Miller liked to find confirmation for her ideas in the biographies of artists. Here is something she wrote in For Your Own Good:
Paul Klee is reknowned as a great painter of magical and poetic canvases. His only child may have been the one person who was familiar with his other side...Felix Klee, the painter's son.[said] ..:"He had two sides, he was full of fun; but he [was] also capable of playing his part in my upbringing by giving me an energetic whipping." Paul Klee made wonderful [puppets], presumably for his son.."He admitted that when I was at school he sometimes put on a performance for the cat..."
Miller's point is that the fact the father put on puppet shows for the child, is considered a reason not to blame the father for the beatings of his son. She goes on:
I have used this example to help readers free themselves from the cliches about good or bad parents.
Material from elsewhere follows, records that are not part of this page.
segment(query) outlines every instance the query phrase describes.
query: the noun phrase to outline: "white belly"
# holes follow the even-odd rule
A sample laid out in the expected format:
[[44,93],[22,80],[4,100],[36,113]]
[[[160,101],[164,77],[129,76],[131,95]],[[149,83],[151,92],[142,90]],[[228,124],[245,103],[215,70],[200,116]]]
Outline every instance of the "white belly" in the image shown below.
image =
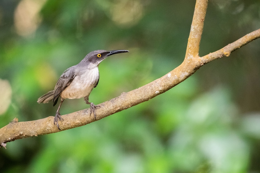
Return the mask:
[[61,92],[60,96],[64,99],[79,99],[88,96],[99,78],[98,67],[91,70],[92,73],[85,73],[76,75]]

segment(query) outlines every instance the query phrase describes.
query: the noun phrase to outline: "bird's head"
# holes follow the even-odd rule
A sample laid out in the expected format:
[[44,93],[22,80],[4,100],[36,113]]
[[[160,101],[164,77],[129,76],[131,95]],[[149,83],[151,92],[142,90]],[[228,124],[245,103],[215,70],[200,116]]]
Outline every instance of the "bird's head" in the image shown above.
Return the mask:
[[86,65],[91,63],[98,66],[102,61],[109,56],[116,54],[128,52],[129,52],[129,51],[126,50],[117,50],[110,51],[104,50],[94,51],[87,55],[80,63],[86,64]]

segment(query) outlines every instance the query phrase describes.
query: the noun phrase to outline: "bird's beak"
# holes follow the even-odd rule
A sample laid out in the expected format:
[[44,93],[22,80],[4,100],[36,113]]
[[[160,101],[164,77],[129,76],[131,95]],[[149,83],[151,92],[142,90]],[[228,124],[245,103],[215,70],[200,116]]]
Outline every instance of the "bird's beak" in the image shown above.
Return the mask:
[[129,52],[129,51],[126,50],[117,50],[116,51],[110,51],[109,53],[106,55],[107,56],[111,55],[113,55],[116,54],[119,54],[119,53],[123,53],[124,52]]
Cruelty can take a thousand forms and it goes undetected even today because the damage it does to the child and the ensuing consequences are still so little known.
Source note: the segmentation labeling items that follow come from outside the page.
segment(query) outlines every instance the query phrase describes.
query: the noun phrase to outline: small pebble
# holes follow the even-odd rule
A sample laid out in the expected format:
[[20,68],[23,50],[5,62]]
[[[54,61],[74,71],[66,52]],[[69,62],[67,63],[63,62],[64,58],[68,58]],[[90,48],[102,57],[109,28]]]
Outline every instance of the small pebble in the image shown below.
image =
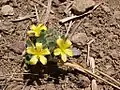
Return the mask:
[[10,5],[5,5],[1,8],[1,13],[5,16],[11,16],[14,15],[14,10]]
Miller thinks society has conspired to prevent children from understanding how they have been abused.
Understand we are not talking here about what normally counts as child abuse. That is not her focus, but rather the psychological cruelty children suffer and how it is hidden from everyone's sight by the emphasis on the parents' good intentions and the advice to forgive your parents. She points to the biblical commandment to honor thy parents as evidence of social forces that encourage amnesia about the pervasive extent of psychological child abuse.
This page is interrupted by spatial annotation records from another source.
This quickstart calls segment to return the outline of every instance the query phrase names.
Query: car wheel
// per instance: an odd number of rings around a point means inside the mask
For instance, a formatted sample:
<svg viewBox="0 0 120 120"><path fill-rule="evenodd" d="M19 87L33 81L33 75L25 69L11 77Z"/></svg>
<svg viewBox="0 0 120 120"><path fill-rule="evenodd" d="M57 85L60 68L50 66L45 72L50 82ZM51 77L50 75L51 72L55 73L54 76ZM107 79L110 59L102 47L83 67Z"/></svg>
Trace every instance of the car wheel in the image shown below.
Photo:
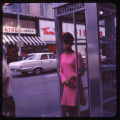
<svg viewBox="0 0 120 120"><path fill-rule="evenodd" d="M39 74L41 74L41 72L42 72L42 69L41 69L41 68L35 68L34 71L33 71L33 73L34 73L35 75L39 75Z"/></svg>
<svg viewBox="0 0 120 120"><path fill-rule="evenodd" d="M21 72L22 73L22 75L27 75L27 72Z"/></svg>

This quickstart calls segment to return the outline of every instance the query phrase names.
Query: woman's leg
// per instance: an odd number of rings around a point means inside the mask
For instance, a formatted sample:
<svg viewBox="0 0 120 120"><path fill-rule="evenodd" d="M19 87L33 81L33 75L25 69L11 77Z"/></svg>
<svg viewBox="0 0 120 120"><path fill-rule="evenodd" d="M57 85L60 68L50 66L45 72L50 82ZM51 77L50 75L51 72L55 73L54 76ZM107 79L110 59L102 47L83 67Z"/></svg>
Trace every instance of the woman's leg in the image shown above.
<svg viewBox="0 0 120 120"><path fill-rule="evenodd" d="M66 106L61 105L61 117L67 117L66 112Z"/></svg>
<svg viewBox="0 0 120 120"><path fill-rule="evenodd" d="M69 117L78 117L78 107L69 106L68 113L69 113Z"/></svg>

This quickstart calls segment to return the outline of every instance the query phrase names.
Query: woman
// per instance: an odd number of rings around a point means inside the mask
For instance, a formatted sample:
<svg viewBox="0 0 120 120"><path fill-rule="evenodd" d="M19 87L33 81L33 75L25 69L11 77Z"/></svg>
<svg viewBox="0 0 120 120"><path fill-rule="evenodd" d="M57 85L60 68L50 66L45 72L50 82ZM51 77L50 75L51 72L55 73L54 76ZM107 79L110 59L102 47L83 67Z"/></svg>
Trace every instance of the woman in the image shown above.
<svg viewBox="0 0 120 120"><path fill-rule="evenodd" d="M63 96L62 96L62 117L67 116L69 113L70 117L78 116L77 106L77 81L76 81L76 64L75 64L75 52L72 50L73 36L70 33L65 33L62 36L62 45L64 53L60 56L60 77L63 84ZM82 56L78 54L78 68L83 68ZM79 83L80 83L80 103L86 104L83 84L81 76L84 72L79 72Z"/></svg>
No doubt a lot of what Miller points to is cruelty. But the answer at some point is surely to understand others through ourselves, not ourselves through our parents. At some point the chin up attitude must be to say we have all made mistakes, and forgive your parents and get on with life. Miller's scenario forbids this forgiveness and frankly overestimates the importance of reason in an irrational world. Miller's viewpoint seems like it just keeps people fretting about things they should have let go off a long time ago. The subjects she focuses on did not suffer more than anybody else and at some point you say I have other things to do with my life besides revealing a global conspiracy to hide subtle cruelty. I will be happy just making sure I myself do not do this. The growth is in forgiveness.